Place this at ~/.pyiceberg.yaml or set the PYICEBERG_CATALOG__DATABRICKS__URI (and related) environment variables. Scripts then call load_catalog("databricks") without passing connection details inline.

  • IP access lists are the first thing to check — if connections time out or return 403 even with valid credentials, the external engine’s egress IP is not on the workspace allowlist. This is the most common setup issue.
  • Do not install Iceberg JARs inside Databricks Runtime — DBR includes built-in Iceberg support. Adding a library causes class conflicts. Only configure external Iceberg JARs on non-Databricks engines.
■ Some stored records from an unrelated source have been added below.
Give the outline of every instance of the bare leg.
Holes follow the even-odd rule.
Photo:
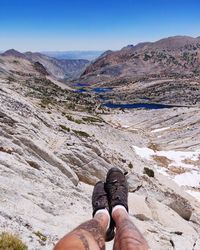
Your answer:
[[[113,211],[112,218],[116,224],[114,250],[147,250],[148,244],[136,226],[131,222],[123,208]]]
[[[54,250],[104,250],[109,217],[98,213],[75,230],[64,236]]]

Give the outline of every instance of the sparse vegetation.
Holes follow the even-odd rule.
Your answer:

  • PyArrow version matters — PyIceberg requires pyarrow>=17. The default pyarrow v15 bundled in some environments causes write errors. Upgrade explicitly: pip install "pyarrow>=17,<20".
  • Schema type mismatches cause silent failures — PyArrow defaults to int64 for all integers. If your Iceberg table uses int32 columns, the append succeeds but downstream reads may break. Always build an explicit Arrow schema matching the table.
  • v3 tables require Iceberg library 1.9.0+ — external engines on older library versions can’t read format-version 3 tables. Check client versions before upgrading your tables to v3.